Риски, издержки и неясные перспективы и последствия ведения современных войн – характерная черта использования военной силы, хотя объективно, как писал видный русский военный теоретик А.Е. Снесарев, «другого цемента для сколачивания государства нет, кроме человеческой крови»[1]. Но этот «цемент» в нашем веке оказывается многократно дороже и многократно менее привлекательным, чем другие политические средства насилия: вторжение США в Ирак, например, только в первые годы обошлось США в 1200 млрд долларов, а иракцам – более, чем в 1 млн жизней. Можно предположить, что за такую цену можно было бы добиться более значимых результатов в этом регионе. Поэтому в ХХI веке в целом не только политики, но и военные теоретики пришли к пониманию того, что эффективность внешней политики начинает, в возрастающей степени, зависеть уже не только (и даже не столько) от военных факторов, но и других силовых инструментов, а также избранной стратегии (эффективности государственного управления)[2]. Это по-новому ставит перед государственным управлением России задачи адекватного, «нелинейного», несимметричного, реагирования на внешние вызовы, которое относится в большей степени не к прямому силовому противоборству, а эффективности управления[3]. Можно предположить, что когда В.В. Путин периодически говорит о «несимметричном» ответе на новые вызовы, он имеет в виду именно такие ответы на уровне эффективного управления, а не прямого военного противодействия.

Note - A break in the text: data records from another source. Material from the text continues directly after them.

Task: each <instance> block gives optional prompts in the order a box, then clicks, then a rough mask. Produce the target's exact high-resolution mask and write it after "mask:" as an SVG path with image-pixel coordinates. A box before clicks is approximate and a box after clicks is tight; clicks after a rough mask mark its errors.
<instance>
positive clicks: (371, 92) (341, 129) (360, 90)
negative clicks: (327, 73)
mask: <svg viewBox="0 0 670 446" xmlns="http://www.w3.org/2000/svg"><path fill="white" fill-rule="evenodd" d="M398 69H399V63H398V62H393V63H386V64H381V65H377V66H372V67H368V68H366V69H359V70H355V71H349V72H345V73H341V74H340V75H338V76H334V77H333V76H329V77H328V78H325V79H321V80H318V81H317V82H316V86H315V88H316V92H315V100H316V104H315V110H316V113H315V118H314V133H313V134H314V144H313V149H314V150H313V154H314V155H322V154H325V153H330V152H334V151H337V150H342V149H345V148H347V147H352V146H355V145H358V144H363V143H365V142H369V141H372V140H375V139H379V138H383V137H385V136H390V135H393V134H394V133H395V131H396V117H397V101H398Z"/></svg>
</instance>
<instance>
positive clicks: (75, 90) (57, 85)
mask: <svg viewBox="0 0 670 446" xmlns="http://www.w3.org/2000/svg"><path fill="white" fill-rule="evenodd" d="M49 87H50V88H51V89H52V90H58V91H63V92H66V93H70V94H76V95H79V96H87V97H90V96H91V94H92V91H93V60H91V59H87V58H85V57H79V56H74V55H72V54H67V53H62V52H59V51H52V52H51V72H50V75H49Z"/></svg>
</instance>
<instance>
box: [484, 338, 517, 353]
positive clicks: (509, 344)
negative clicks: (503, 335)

Это явление особенно заметно на примере США, где происходит неизбежное усиление активности внешней и силовой политики в мире (что неизбежно ведёт к тому, что на ряде направлений военные опасности усиливаются), а рост военного могущества[4] западной военно-политической коалиции отстает от роста относительного военного могущества[5] других стран. Подобный «перекос» в пользу силовых (но не только и даже не столько военных) инструментов проявляется, в частности, в поиске расширения спектра средств силовой политики, вычленении самых приоритетных, которые рассматриваются с точки зрения эффективности влияния, например, экспертами РЭНД, как наиболее важные. Так, давление Д. Трампа и угрозы повышения таможенных пошлин в 2019 году привели к фактической капитуляции сначала КНР, а затем и Мексики, развалу ТТП и ТАП, шантажу ВТС с Турцией из-за закупок С-400, угрозам компаниям, участвующим в строительстве «Северного потока-2».

Особенно показательной стала стратегия Д. Трампа по отношению к России, где экспертами наиболее перспективными предлагаются следующие направления невоенного противоборства[6]:

– расширение производства углеводородов в самих США, что рассматривается как увеличение альтернативных ресурсов;

– развитие санкционной политики, что оценивается в качестве беспроигрышного инструмента силового давления при любом уровне российско-американских отношений;

– увеличение импорта Европы из альтернативных России стран, что создаёт альтернативу российским источникам энергии и сырья;

– увеличение оттока человеческого капитала, «импорта» из России образованных граждан, ухудшающего конкурентоспособность России и снижающие темпы технологического развития[7].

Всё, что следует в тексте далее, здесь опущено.